LAUSR

Sulfate radical anion (SO4•-) and hydroxyl radical (OH) based advanced oxidation technologies has been extensively used for removal of aromatic contaminants (ACs) in waters. In this study, we investigated the Gibbs free energy (ΔGSET∘) of the single electron transfer (SET) reactions for 76 ACs with SO4•- and OH, respectively. The result reveals that SO4•- possesses greater propensity to react with ACs through the SET channel than OH. We hypothesized that the electron distribution within the molecule plays an essential role in determining the ΔGSET∘ and subsequent SET reactions.

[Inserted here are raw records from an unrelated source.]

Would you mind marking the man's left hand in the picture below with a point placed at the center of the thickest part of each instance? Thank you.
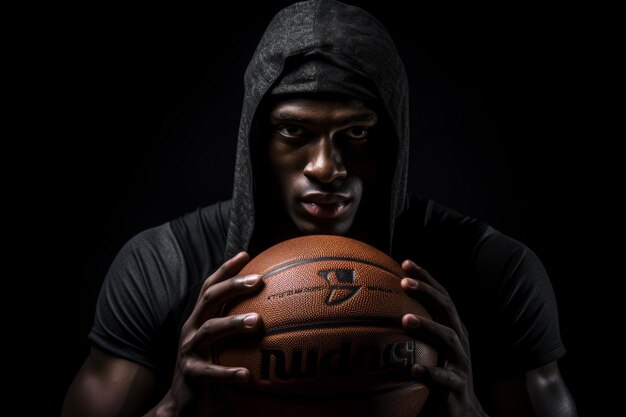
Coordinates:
(452, 384)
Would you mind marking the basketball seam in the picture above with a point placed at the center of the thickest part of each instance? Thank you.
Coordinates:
(328, 258)
(335, 324)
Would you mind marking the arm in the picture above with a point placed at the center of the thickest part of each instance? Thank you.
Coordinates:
(109, 386)
(542, 393)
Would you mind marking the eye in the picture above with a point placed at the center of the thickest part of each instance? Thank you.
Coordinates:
(290, 131)
(357, 134)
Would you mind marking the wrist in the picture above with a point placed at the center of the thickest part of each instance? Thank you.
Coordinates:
(167, 407)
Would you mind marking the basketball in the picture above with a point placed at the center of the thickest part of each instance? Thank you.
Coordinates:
(332, 335)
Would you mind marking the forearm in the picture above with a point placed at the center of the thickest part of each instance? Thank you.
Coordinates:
(549, 395)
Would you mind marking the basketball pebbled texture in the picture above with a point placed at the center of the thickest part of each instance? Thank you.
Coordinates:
(331, 309)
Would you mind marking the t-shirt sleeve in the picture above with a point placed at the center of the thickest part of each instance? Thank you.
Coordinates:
(144, 281)
(522, 303)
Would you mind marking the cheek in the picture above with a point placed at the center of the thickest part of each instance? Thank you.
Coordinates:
(284, 166)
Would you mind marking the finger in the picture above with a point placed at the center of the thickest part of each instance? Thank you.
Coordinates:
(195, 369)
(415, 271)
(442, 377)
(228, 269)
(210, 302)
(444, 339)
(219, 328)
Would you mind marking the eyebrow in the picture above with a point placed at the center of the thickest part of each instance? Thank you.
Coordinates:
(289, 117)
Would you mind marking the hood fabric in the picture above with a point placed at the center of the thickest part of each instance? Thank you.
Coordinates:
(319, 47)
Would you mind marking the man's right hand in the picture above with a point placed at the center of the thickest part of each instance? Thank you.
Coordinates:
(195, 373)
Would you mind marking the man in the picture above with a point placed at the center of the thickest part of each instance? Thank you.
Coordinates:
(323, 149)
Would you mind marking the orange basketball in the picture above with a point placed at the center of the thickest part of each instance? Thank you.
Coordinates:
(332, 336)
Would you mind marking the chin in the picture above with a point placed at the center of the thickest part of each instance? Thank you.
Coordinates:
(339, 229)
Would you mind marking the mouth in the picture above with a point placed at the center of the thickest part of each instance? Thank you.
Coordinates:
(325, 205)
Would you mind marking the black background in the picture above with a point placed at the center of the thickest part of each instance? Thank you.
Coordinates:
(503, 128)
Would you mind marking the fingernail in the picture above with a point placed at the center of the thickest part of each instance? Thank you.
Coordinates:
(250, 320)
(418, 369)
(412, 321)
(250, 280)
(411, 283)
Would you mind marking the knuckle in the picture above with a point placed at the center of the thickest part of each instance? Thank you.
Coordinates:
(187, 367)
(452, 337)
(207, 296)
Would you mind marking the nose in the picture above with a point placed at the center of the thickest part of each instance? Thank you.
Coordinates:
(325, 164)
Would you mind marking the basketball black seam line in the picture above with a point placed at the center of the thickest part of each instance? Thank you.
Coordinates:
(333, 395)
(328, 258)
(389, 323)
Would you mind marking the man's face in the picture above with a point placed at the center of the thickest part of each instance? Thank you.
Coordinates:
(324, 156)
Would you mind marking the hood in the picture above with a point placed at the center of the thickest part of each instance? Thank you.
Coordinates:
(338, 33)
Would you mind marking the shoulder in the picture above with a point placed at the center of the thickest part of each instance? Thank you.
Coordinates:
(201, 236)
(151, 280)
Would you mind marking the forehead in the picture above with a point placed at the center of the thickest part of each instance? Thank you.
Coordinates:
(309, 109)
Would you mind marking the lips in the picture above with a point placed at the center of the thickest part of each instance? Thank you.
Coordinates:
(325, 205)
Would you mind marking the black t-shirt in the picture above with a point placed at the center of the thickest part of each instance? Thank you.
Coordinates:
(500, 288)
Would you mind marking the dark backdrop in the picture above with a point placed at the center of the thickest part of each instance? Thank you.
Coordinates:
(501, 124)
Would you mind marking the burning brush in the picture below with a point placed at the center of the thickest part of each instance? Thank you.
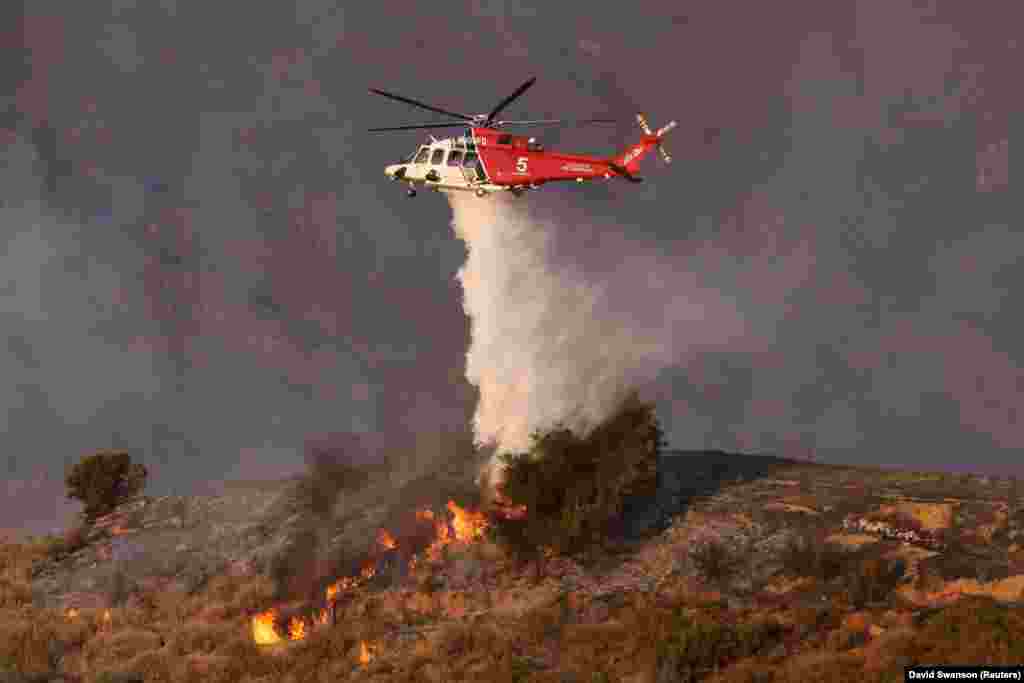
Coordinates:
(459, 526)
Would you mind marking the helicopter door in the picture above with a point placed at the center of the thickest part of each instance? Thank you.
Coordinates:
(453, 168)
(472, 169)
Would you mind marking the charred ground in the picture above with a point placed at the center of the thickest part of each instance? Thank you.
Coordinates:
(737, 565)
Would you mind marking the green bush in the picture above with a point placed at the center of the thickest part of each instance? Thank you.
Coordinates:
(697, 645)
(104, 479)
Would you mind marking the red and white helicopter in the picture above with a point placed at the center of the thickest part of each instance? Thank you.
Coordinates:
(485, 160)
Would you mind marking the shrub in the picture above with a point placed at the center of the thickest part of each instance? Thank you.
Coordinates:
(808, 555)
(715, 562)
(104, 479)
(73, 540)
(572, 486)
(872, 580)
(696, 646)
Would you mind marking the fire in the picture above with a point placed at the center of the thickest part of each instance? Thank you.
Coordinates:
(365, 655)
(468, 525)
(386, 540)
(460, 525)
(296, 629)
(263, 632)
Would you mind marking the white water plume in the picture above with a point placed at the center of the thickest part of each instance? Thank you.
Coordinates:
(548, 346)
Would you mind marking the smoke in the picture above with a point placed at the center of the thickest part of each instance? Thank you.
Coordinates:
(552, 345)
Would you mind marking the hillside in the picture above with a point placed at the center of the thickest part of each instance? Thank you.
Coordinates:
(740, 566)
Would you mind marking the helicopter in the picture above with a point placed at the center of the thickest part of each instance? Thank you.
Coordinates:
(485, 160)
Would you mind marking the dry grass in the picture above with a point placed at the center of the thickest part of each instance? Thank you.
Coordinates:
(518, 633)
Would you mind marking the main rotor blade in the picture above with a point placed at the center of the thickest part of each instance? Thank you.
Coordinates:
(420, 104)
(508, 100)
(443, 124)
(551, 122)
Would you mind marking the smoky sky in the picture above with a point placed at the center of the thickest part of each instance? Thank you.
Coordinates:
(204, 263)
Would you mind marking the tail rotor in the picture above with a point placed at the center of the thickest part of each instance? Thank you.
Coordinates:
(645, 127)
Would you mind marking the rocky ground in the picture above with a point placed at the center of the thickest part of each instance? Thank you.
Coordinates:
(753, 504)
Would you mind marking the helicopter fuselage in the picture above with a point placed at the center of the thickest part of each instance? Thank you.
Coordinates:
(489, 161)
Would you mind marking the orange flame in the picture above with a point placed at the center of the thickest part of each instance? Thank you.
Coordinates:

To test the hypothesis, a quantitative structure-activity relationship (QSAR) model was developed for predicting ΔGSET∘ using the highest occupied molecular orbital energies (EHOMO), a measure of electron distribution and donating ability. The standardized QSAR models are reported to be ΔG°SET=-0.97×EHOMO - 181 and ΔG°SET=-0.97×EHOMO - 164 for SO4•- and OH, respectively. The models were internally and externally validated to ensure robustness and predictability, and the application domain and limitations were discussed. The single-descriptor based models account for 95% of the variability for SO4•- and OH. These results provide the mechanistic insight into the SET reaction pathway of radical and non-radical bimolecular reactions, and have important applications for radical based oxidation technologies to remove target ACs in different waters.